/LogFileGenerator

Log file generation utility for experimenting with large datasets

Primary LanguageScalaApache License 2.0Apache-2.0

Sriman Cherukuru

Summary

This a project to implement a map reduced framework for a log generator to help in paralelly processing the given data. The log generator randomly generates the logs and with the help of Map Reduced functionality, we process the logs and aggregate into different ways as required by the tasks. These Map reduced classes are then locally tested using Apache hadoop which is deployed in a VMware machine and then finally deployed into AWS as EMR function to execute the program at low cost.

Prerequisites

  • Install SBT to build the jar
  • Terminal to SSH and SCP into VM to execute Hadoop commands
  • Install VM Workstation Pro and run Horton Sandbox which comes with Apache Hadoop installation.
  • AWS account to execute the jar file in Amazon EMR .

Installation

sbt clean compile test
sbt clean compile run
  • It builds and compiles the project

  • If you are using IntellIj clone the repository by using "Check out from Version Control and then Git."

  • The scala version should be set in the Global Libraries under Project Structure in Files .

  • The SBT configuration should be added by using Edit Configurations and then simulations can be ran in the IDE .

  • Now Build the project and then run the mapReduce in hadoop to get the output.

Execution

sbt clean compile assembly

The above commands generate the jar file in the root target folder under the scala path and this jar file has to be moved into the hdfs file system to execute the map reduce in the hadoop environment .

Run the main method in generate log data class to generate the random log values . For this project , I have generated 500 records to be used as a input value .

Steps

  • Start the hortonworks in the VM workstation Pro . The URL to be used to SSH will be displayed on the screen once it starts .
  • Use the URL to SSH and login into the hortonworks
 ssh -p 2222 root@192.168.184.128

The default password in hadoop . Set the password you require after that . Make sure to use port 2222 to login to execute hadoop commands .

 su - hdfs

Change the filesystem to hdfs to execute the mapreduce in hadoop environment .

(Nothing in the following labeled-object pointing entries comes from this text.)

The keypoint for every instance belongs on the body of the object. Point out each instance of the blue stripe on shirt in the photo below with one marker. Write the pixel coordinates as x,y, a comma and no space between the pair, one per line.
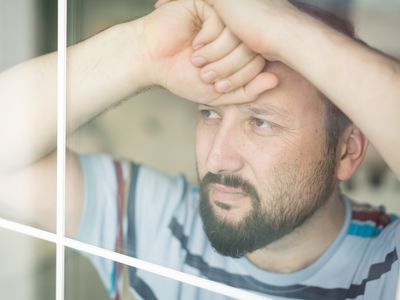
364,230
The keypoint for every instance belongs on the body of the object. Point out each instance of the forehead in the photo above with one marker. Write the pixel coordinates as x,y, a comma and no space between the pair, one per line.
295,96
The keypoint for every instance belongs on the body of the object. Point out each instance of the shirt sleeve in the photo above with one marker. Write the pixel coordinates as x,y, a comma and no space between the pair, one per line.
99,223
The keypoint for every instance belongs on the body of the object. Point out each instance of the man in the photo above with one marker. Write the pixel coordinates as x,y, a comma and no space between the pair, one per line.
269,163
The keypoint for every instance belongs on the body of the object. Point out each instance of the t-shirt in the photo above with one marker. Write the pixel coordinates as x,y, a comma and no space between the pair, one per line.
163,226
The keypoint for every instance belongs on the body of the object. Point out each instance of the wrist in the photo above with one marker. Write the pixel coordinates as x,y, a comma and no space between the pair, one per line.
130,49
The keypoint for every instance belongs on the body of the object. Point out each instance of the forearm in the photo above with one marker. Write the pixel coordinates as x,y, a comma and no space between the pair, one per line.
361,82
101,71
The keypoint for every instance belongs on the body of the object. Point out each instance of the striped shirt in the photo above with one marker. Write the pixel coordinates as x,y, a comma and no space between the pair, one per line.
162,226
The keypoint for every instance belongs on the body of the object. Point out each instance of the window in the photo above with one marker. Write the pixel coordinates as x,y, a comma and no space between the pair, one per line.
90,247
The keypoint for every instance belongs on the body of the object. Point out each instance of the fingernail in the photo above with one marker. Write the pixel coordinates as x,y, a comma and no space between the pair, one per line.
209,76
198,61
223,86
197,46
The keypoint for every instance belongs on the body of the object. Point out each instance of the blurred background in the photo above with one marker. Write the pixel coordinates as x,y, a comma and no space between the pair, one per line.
156,128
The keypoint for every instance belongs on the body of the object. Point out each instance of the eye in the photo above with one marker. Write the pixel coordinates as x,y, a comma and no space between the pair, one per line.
209,114
260,124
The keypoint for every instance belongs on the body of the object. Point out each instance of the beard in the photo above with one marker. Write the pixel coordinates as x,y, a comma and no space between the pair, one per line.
292,196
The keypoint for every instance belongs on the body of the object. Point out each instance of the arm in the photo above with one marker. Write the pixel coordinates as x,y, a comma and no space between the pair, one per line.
363,83
101,71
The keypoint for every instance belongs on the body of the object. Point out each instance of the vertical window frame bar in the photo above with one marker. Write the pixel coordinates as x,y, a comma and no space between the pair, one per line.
61,144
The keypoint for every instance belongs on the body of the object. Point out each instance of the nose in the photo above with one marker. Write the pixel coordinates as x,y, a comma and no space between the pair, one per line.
224,156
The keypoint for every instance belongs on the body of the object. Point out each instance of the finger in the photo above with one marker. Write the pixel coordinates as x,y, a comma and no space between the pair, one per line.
225,43
241,77
211,28
262,83
161,2
228,65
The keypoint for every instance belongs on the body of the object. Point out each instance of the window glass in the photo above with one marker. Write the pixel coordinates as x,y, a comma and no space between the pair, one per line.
125,191
27,267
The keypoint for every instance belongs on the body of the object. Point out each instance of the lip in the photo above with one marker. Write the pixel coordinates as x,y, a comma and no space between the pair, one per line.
227,195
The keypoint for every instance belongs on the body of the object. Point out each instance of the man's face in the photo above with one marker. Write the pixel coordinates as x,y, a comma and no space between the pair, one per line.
264,168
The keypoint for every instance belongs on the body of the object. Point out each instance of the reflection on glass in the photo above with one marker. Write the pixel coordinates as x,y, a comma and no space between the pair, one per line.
28,90
83,282
27,267
133,209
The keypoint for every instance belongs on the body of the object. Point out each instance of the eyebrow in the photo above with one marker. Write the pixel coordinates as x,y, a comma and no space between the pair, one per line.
266,110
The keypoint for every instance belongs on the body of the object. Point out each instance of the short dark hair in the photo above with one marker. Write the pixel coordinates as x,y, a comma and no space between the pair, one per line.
336,121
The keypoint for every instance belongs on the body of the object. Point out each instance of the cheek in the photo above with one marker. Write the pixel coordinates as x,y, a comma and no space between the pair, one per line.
203,142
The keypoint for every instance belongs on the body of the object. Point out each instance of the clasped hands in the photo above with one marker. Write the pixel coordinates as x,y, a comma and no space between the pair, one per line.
192,31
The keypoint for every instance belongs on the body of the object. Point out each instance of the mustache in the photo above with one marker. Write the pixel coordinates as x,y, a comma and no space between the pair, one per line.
230,180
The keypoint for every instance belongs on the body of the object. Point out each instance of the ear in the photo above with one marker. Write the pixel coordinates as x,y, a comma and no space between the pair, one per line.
352,148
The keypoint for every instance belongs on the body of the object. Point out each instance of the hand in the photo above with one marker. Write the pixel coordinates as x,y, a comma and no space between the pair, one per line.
166,43
263,25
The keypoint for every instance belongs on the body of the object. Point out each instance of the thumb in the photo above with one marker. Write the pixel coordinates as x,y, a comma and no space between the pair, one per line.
211,28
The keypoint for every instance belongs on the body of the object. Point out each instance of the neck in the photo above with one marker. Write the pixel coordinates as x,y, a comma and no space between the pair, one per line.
306,243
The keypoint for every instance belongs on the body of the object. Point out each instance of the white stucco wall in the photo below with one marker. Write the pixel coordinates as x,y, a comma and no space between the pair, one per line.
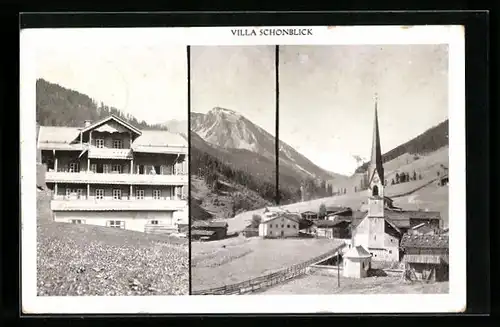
134,220
279,227
356,267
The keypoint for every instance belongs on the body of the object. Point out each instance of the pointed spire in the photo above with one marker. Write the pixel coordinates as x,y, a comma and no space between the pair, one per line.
376,157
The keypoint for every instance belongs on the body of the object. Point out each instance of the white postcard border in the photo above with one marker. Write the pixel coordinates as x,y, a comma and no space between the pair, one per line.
455,301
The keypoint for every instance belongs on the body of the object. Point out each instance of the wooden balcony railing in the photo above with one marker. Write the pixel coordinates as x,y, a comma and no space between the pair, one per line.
117,179
116,205
109,153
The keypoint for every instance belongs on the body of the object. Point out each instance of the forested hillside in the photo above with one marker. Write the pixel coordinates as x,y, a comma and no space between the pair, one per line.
429,141
59,106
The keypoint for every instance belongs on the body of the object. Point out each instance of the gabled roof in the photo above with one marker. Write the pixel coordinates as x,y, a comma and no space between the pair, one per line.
157,138
376,164
357,252
202,232
150,141
409,214
115,118
393,225
210,224
335,208
308,213
330,223
424,241
423,228
58,137
287,215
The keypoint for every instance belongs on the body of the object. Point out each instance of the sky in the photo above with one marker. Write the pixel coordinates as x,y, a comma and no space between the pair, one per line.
241,78
327,96
137,73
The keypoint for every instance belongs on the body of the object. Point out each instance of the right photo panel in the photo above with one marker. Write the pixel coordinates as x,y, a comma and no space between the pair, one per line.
363,169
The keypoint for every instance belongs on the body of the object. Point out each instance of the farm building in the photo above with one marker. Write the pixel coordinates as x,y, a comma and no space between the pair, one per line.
309,215
213,230
334,209
443,180
357,262
110,173
344,212
250,231
383,226
426,257
280,225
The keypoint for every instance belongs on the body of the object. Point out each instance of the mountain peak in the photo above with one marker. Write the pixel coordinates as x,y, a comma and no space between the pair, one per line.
220,110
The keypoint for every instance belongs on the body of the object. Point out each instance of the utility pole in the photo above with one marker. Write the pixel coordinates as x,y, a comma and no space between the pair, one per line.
338,269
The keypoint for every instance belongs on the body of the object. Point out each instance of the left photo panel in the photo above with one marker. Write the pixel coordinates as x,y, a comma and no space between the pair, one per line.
111,165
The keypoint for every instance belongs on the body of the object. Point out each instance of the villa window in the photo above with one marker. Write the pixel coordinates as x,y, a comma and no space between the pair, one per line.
74,167
116,223
117,144
116,169
117,194
139,194
99,143
99,194
78,192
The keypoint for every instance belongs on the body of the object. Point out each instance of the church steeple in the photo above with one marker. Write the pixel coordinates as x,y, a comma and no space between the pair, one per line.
376,168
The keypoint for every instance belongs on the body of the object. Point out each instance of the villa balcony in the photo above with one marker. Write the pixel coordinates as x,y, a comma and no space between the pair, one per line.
115,178
108,153
117,205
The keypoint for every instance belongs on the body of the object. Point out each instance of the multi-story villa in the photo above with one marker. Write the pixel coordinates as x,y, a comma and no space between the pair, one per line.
110,173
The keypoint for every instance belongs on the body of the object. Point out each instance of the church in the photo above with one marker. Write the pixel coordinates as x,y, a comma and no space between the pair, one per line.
378,231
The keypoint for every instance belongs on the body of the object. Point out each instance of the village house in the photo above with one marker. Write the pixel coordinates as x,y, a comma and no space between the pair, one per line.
208,230
110,173
426,256
338,229
250,231
309,215
342,213
422,229
283,224
383,226
357,262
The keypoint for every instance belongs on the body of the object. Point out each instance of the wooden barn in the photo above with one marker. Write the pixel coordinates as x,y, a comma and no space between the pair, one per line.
426,257
208,230
332,229
309,215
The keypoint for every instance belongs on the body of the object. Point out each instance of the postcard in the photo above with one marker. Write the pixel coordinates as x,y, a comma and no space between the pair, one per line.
305,169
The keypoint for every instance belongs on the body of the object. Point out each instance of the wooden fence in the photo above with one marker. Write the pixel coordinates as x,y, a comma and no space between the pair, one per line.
269,280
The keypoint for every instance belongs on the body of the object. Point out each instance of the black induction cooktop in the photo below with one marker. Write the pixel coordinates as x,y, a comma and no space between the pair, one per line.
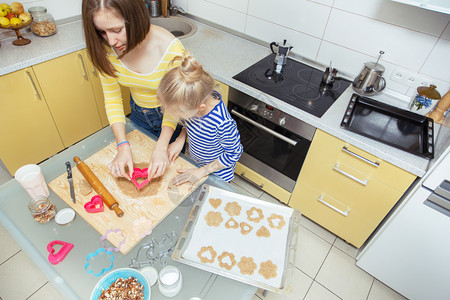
297,84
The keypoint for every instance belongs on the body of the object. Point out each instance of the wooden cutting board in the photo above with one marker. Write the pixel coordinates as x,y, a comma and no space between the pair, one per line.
153,202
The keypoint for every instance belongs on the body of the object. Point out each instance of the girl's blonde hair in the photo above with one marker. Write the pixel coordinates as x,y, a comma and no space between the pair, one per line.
187,84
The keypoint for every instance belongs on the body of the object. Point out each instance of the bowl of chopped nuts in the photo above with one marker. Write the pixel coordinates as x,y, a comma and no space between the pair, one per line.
124,283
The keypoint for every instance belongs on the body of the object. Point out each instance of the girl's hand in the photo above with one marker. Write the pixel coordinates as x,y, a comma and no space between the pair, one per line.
123,160
174,149
188,175
158,163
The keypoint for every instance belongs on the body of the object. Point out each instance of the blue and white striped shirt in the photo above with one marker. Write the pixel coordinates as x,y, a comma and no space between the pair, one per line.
213,136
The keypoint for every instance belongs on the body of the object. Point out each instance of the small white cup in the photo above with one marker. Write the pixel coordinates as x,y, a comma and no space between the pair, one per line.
32,180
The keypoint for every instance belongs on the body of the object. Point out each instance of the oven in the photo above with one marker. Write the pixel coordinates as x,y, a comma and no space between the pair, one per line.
275,143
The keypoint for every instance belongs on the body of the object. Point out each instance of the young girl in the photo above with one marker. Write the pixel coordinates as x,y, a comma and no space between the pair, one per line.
187,92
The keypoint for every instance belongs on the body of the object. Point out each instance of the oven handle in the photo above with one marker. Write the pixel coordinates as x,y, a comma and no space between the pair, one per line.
268,130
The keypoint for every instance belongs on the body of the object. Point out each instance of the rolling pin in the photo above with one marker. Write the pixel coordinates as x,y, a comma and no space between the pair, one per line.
441,108
107,198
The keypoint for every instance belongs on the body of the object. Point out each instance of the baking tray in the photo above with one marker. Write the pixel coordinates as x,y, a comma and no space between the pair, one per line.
278,247
390,125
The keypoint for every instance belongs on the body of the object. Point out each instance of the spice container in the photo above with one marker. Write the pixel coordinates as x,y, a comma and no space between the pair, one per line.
42,209
170,281
425,99
43,22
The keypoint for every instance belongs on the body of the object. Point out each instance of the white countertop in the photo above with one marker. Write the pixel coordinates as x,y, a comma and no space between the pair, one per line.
223,55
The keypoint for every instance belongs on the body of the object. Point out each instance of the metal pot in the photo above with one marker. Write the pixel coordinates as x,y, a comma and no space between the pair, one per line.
370,81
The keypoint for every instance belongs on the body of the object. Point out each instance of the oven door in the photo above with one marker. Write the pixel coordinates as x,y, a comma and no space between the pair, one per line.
270,149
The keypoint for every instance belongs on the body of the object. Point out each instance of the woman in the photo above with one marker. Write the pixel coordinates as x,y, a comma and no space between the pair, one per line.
128,51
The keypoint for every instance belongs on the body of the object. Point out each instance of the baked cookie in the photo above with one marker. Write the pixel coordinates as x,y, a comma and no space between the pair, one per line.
263,232
207,255
226,265
245,228
268,269
276,221
255,214
215,202
233,208
247,266
213,218
231,223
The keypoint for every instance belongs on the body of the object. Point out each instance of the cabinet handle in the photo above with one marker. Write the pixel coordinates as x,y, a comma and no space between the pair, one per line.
363,182
344,213
375,164
251,182
34,85
84,67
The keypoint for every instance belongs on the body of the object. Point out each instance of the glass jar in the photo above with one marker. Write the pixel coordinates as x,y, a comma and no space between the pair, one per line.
43,22
170,281
42,209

scp -P 2222 Path\LogFileGenerator-assembly-0.1.jar root@192.168.184.128:/home/hdfs
scp -P 2222 Path\input.txt root@192.168.184.128:/home/hdfs

Copy the jar and the input file to the hdfs system . SCP is used to copy the file from local system to VM system .

cd /home/hdfs
hdfs dfs -mkdir /LogFileGenerator

Create a hdfs directory for copying the local file to hdfs format

hdfs dfs -copyFromLocal LogFileGenerator-assembly-0.1.jar /LogFileGenerator

The above command is used to copy the file from normal file system to HDFS file system

hdfs dfs -rm -R /LogFileGenerator/LogFileGenerator-assembly-0.1.jar

Incase we need to delete the file we have to use the above command .

hadoop jar LogFileGenerator-assembly-0.1.jar ClassName inputfile outputfile

In order to execute the Map Reduce job, you must use the above command to execute the particular class file from the given jar . The input file will be taken and parsed in the code level .

hdfs dfs -rm -R outputfile

The above command is used to delete the output file incase we want to rerun the jar again and take a new output .

hdfs dfs -text outputFile/part-r-00000

To view the output file use the above command

Output

Task1 -> Distribution of Logs at Time Intervals

This task is executed by mapping the combination of second as a bin and Type of log mapped together and later reduced in the reducer function. The Output is a CSV as required.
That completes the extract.